C’est la guerre la vie/ C’est ainsi / Chacun la sienne / Chacun se bat / se débat / Fait au mieux / Souffrances qui se taisent / Pudiques / Ou qui s’affichent / verbales / ou non. Des yeux qui fuient / Des mains qui tremblent / Des ombres de sourires / Des voix qui baissent / D’un ton / D’un bémol.
C’est tous les âges de la vie / Ce jour-là / Comme une frise / Chronologique.
Je suis attendri. Surtout préserver / ne juger pas / ne répondre pas à des questions qui posées ne sont pas / Accueillir au nom du goût de soi/ Du goût des autres/ Humaines et Humains. Même veine / Mêmes peines / mêmes destins.
C’est une simple journée remplie des complexitudes de tous. Les bonnes / et les mauvaises / Comme des nouvelles / Qui s’écrivent / Se dandinent / Des bribes/ Loin des cris/ Des chuchotements, plutôt / Discrets / Des coeurs qui battent.

La maison [Good Friday]

C’est une maison qui s’arpente en général la nuit. Ou au petit matin. C’est une maison étonnante. Surprenante. Déroutante. On ne la voit pas. Ou peu. Elle semble surgir, en fait. Ou alors s’en qu’on s’en aperçoive on est dedans. On ne s’est pas aperçu qu’on y était entré. A d’autres moments, on y évolue, on en sort, on y revient.
Il n’y a que lorsqu’on est dedans que l’on sait que l’on est dedans.
De dehors, tout paraît éteint. La lumière ne tape pas là en tout cas.
De dedans, selon que c’est jour ou nuit, les pièces sont éclairées, par contre, et même curieusement lumineuses. Pas vraiment de plafonds, par exemple. Des murs, oui, au fond, sur les côtés. On ne la voit jamais vraiment d’en haut, ni même d’en bas quoi que parfois, un escalier colimaçon. Le ressenti toutefois ne trompe pas : elle ressemble à un dédale. Parfois à un labyrinthe. Cela dépend comme on est luné.
Très souvent, on y trouve des gens, plein de gens, des visages connus, certains d’ailleurs de ce monde ne sont plus ou alors il n’y a personne. Pas un chat.

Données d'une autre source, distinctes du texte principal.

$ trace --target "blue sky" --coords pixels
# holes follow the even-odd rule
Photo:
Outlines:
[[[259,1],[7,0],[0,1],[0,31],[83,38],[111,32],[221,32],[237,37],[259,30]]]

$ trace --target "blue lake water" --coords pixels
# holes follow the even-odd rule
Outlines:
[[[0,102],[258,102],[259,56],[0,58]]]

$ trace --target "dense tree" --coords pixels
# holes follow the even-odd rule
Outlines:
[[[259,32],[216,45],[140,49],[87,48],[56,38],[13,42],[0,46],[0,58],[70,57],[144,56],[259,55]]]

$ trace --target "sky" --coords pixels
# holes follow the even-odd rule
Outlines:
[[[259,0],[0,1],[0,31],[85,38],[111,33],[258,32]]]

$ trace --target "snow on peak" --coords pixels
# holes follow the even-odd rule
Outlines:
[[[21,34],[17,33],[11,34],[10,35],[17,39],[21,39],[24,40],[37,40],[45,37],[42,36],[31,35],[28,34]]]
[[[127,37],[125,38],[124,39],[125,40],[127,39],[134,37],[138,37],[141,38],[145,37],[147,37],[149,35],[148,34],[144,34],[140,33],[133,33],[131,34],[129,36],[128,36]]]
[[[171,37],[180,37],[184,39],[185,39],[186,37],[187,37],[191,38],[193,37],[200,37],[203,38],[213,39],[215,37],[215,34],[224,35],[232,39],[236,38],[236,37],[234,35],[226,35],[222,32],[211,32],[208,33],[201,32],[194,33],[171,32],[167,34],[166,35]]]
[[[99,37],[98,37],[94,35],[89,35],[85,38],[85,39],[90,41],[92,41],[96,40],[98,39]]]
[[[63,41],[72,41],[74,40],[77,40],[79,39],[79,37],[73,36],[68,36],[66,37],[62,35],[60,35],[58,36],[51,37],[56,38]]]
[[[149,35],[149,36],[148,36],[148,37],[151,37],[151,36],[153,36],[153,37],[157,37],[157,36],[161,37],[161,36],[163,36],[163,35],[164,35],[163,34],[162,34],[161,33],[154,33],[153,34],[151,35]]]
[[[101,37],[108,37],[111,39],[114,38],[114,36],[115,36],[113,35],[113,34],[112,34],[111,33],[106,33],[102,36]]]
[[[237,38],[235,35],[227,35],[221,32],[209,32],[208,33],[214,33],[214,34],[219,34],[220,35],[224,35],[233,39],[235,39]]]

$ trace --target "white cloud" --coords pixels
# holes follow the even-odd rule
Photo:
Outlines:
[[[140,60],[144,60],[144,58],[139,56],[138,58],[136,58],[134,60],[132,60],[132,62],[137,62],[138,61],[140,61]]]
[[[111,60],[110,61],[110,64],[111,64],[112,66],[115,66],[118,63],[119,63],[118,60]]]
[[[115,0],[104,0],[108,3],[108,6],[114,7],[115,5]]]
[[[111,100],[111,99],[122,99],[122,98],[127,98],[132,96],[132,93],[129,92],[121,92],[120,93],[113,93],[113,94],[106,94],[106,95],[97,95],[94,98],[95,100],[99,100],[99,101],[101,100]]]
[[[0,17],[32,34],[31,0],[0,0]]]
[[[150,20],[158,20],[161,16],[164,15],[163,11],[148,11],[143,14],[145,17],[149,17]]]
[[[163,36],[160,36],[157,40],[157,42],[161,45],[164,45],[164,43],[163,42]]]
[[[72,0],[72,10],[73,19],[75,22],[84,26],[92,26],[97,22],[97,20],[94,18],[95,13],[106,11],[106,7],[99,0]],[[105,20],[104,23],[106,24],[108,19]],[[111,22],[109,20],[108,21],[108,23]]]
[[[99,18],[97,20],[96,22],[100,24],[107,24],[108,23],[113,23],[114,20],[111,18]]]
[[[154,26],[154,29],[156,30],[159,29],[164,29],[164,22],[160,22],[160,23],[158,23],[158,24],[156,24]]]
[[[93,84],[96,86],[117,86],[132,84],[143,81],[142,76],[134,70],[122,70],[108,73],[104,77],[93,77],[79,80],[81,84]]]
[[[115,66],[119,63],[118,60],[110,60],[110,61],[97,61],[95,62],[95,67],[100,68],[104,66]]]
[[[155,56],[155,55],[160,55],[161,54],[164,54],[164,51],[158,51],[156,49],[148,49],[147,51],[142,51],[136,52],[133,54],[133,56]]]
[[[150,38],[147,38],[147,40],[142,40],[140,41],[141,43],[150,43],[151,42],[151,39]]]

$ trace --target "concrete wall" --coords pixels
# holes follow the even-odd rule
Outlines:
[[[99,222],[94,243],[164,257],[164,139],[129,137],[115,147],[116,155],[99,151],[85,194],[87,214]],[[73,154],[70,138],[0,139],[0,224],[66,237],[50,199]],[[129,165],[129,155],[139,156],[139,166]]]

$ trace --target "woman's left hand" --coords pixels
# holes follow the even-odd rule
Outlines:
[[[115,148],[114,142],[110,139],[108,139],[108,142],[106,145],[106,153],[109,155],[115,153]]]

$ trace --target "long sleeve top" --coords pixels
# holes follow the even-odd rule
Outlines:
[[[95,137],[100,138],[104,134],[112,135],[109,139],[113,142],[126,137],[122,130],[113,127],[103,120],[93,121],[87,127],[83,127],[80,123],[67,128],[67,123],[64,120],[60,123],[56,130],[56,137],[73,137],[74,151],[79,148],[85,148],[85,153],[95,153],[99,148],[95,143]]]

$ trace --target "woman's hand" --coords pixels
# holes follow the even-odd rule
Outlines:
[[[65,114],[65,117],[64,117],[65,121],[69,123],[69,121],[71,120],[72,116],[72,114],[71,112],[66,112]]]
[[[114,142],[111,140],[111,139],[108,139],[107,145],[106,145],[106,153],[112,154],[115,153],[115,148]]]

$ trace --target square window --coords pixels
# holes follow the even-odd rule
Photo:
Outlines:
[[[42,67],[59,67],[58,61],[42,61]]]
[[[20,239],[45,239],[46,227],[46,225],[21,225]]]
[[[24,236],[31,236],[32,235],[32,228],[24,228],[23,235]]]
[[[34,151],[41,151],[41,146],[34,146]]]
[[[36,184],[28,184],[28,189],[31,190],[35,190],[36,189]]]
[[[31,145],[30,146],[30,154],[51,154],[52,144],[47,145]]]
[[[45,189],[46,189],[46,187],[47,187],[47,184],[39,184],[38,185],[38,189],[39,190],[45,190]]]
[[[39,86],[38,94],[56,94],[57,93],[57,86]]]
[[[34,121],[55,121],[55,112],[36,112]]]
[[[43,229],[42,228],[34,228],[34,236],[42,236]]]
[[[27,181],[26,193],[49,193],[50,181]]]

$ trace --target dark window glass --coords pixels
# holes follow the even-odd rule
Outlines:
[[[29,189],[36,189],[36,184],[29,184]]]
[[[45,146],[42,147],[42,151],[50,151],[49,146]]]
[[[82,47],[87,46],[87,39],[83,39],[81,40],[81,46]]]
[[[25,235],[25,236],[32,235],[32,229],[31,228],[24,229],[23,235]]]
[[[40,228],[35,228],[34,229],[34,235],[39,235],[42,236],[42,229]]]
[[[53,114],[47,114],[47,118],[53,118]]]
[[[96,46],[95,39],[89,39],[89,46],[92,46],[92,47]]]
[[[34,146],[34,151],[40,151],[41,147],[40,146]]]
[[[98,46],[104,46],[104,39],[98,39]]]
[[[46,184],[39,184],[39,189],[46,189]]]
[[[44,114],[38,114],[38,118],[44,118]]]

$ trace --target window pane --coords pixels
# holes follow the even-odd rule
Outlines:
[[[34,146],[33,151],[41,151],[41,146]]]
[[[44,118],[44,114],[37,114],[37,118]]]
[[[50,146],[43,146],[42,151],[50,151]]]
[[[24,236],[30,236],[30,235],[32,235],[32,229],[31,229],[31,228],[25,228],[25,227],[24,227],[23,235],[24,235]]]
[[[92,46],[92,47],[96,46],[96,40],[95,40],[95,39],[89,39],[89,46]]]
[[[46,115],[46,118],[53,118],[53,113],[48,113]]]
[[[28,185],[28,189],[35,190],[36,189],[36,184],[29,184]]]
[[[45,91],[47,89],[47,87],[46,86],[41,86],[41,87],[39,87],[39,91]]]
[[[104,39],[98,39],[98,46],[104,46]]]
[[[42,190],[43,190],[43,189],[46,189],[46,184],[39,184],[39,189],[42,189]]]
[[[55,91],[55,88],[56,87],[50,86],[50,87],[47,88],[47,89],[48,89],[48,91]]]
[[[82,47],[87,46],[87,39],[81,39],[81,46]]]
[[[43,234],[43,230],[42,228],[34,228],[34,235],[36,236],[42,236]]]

On y a ses repères, ou l’on s’y perd, on tâtonne, mais toujours on la connaît, cette maison, ou plutôt, on la reconnaît. C’est elle, pas une autre.
Il y a de grandes pièces, des meubles, un jardin.
Il y a des tables et bien souvent des visages assis autour, ou des silhouettes qui déambulent. Des assiettes, des verres, des clopes, et la plupart du temps, pas de bruit. Rien qui ne s’entrechoque. Pas de bruits pas sur le plancher. Pas de verres qui trinquent. Pas d’éclats de voix. Pas de musique et pourtant il arrive que ça danse. Incontestablement, c’est une maison solidement gardée.
Les lèvres esquissent, du coup, et l’on lit les visages comme des bouquins. On y trouve selon les chapitres le bonheur, la tristesse, la peur, peut-être bien effet que là-bas, il y a des toiles d’araignées. Cela dépend des jours. Et des lunes.
C’est la maison qu’elle retrouve souvent, pas toutes les nuits, mais assez souvent tout de même. Elle s’étonne bien souvent : la maison change facilement d’adresse. Il lui arrive d’être en bord de mer, au milieu d’une forêt, ou même nulle part, comme déposée-là.
Elle a sa propre horloge, ses saisons.
C’est la maison. La maison de ses nuits. Sa maison.